Chapter 7 Study Questions
- Compare Figure 7.3.1 and Table 7.3.1 in Section 7.3 Suppose you created three new arg– mutation called mutants #1, #2, & #3. #1 grew on MM+cit and MM+arg, #2 grew on only MM+arg, while #3 grew on MM+ orn, cit or arg. Which genes are #1, 2, & 3 mutant in (A, B, or C)?
- Why was the Vitamin biotin always added the MM?
- Last century, A. Garrod, and later Beadle and Tatum, showed that genes encode enzymes. From what we know now, do all genes encode enzymes? Explain.
- Most mutant proteins differ from wild type (normal) by a single substitution at a specific amino acid site. Explain how some amino acid changes result in:
- no loss of protein function,
- only partial loss-of-function,
- complete loss-of-function,
- and how do changes at different amino acid sites result in the same complete loss-of-function.
- Some mutants result in the loss of a specific enzyme activity. Does this mean that no protein product is produced from that mutant gene?
- The molecular weight of the A and B chains of coli tryptophan synthase are 29,500 and 49,500, respectively. The size of the entire enzyme is 158,000.
- If the average molecular weight of each amino acid is 110, then how many amino acids are present in each chain?
- How many chains does the whole enzyme contain? Explain.
- Recall that Neurospora is orange coloured bread mould. This biochemical pathway below is how wild type cells become orange. None of the compounds are essential. Cells containing W are white, cells with Y are yellow, and cells with O are orange. Assume that the reactions will go to completion, if possible.Fill in this table with the colours of the cell cultures.
Strain MM+W MM+Y MM+O gene1+
- You have a female fruit fly, whose father was exposed to a mutagen (she, herself, wasn’t). Mating this female fly with another non-mutagenized, wild-type male produces offspring that all appear completely normal, except there are twice as many daughters as sons in the F1 progeny of this cross.
- Propose a hypothesis to explain these observations.
- How could you test your hypothesis?
- You decide to use genetics to investigate how your favourite plant makes its flowers smell good.
- What steps will you take to identify genes required for production of the sweet floral scent? Assume this plant is a self-pollinating diploid.
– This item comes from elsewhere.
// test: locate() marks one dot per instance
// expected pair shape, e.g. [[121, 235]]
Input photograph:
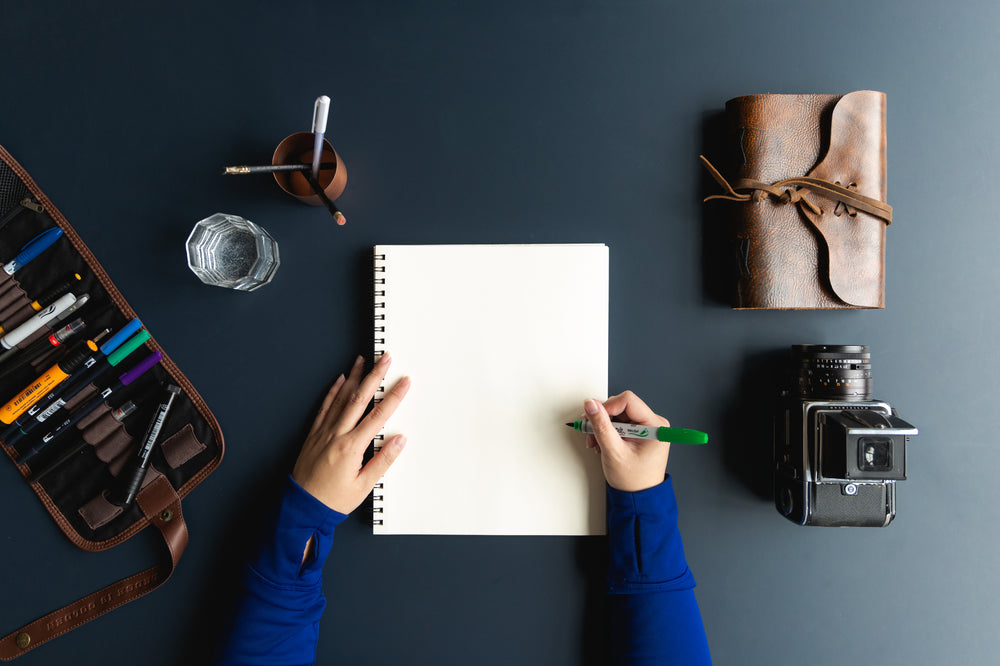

- One of the recessive mutants you identified has fishy-smelling flowers, so you name the mutant (and the mutated gene) fishy. What do you hypothesize about the normal function of the wild-type fishy gene?
- Another recessive mutant lacks floral scent altogether, so you call it nosmell. What could you hypothesize about the normal function of this gene?
- Suppose you are only interested in finding dominant mutations that affect floral scent.
- What do you expect to be the relative frequency of dominant mutations, compared to recessive mutations, and why?
- How will you design your screen differently than in the previous question, to detect dominant mutations specifically?
- Which kind of mutagen is most likely to produce dominant mutations, a mutagen that produces point mutations, or a mutagen that produces large deletions?
- You are interested in finding genes involved in synthesis of proline (Pro), an amino acid normally synthesized by a particular model organism.
- How would you design a mutant screen to identify genes required for Pro synthesis?
- Imagine your screen identified ten mutants (#1 through #10) that grew poorly unless supplemented with Pro. How could you determine the number of different genes represented by these mutants?
- If each of the four mutants represents a different gene, what will be the phenotype of the F1 progeny if any pair of the four mutants are crossed?
- If each of the four mutants represents the same gene, what will be the phenotype of the F1 progeny if any pair of the four mutants are crossed?